Before 2010, Pakistan had no laws on sexual harassment. In 2010, Section 509 of the Pakistan Penal Code, which previously only referred to harassment as “insulting the modesty of a woman”, was amended to include a more detailed definition of harassment. The amended law prescribes an imprisonment of up to 3 years or a fine of up to Rs 500,000 or both, for insulting the modesty of a woman by uttering a word, gesture, intruding upon the privacy of a woman, or asking intending to ask for sexual favors, or making the same a condition of employment for the woman, thereby creating an offensive and hostile workplace environment. Section 509 further elaborates that this type of harassment could occur at parks, markets, in public transport, public or private gatherings, or workplaces such as offices or factories. The law does not explicitly mention educational institutions, but they will fall under “the place where an organization and/or employer operates”.
The Protection Against Harassment of Women at the Workplace Act was also enacted in 2010. The Act deals with a formal situation with the harassment faced by working women in Pakistan.

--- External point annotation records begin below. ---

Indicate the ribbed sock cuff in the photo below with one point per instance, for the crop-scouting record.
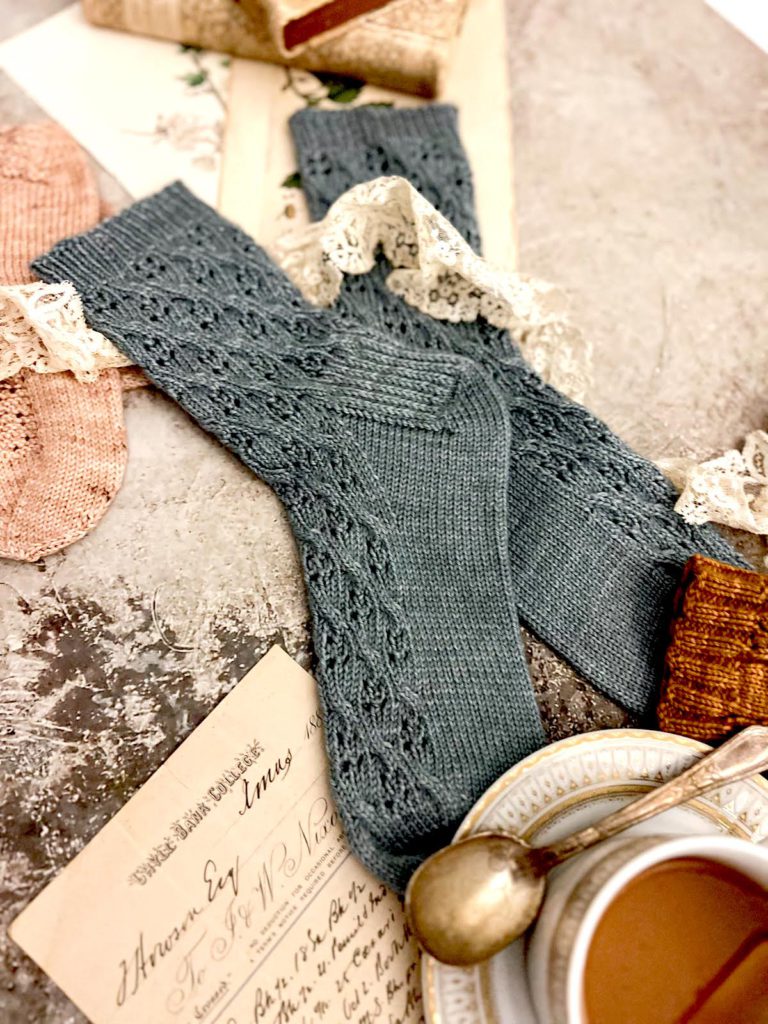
(716, 671)
(103, 253)
(345, 130)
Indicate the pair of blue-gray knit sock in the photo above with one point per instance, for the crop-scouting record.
(436, 487)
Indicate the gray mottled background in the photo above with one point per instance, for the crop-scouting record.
(641, 146)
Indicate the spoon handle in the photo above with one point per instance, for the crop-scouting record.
(742, 756)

t too defines workplace as “the place where an organization and/or employer operates”. The term organization includes, according to the law, hospitals, educational institutes, companies and government institutes. Hospitals and educational institutes have a majority of female employees which means that the inclusion of both these organizations in the definition of organization provides them with a much needed legal cover.
Interestingly the term complainant includes both man and woman.
The Act calls for the formation of three member inquiry committees in organizations with at least one member being a woman and one member being a senior employee. Complainants can approach the inquiry committees in confidence for the resolution of any issue regarding harassment. The committee has the powers to call for evidence and witnesses, and to impose penalties, including major penalties such as removal from service.
Perhaps the most important part of the Act is the Code of Conduct provided in the Act. The adoption of the Code of Conduct is mandatory by organizations and also includes the display of the Code of Conduct at the place of business of the organization. The Code empowers the complainant. It lays down minimum standards, allowing organizations to improve on it. The adoption of the Code does not only provide an organization with a mechanism through which it can systematically address complaints of sexual harassment, it also helps an organization change the attitudes of its employees, by raising awareness about the issue and consequences of its occurrence in the workplace.
Often sexual harassment and employment matters become entwined particularly where sexual harassment occurs at the workplace. The Firm frequently represents organizations against individual complainants. From our practice in this field what we look at are instances where the harassment actually occurred at the workplace, the type of harassment to see whether it falls within the definition provided under the law and to all also examine all aspects of employment law linked to the harassment.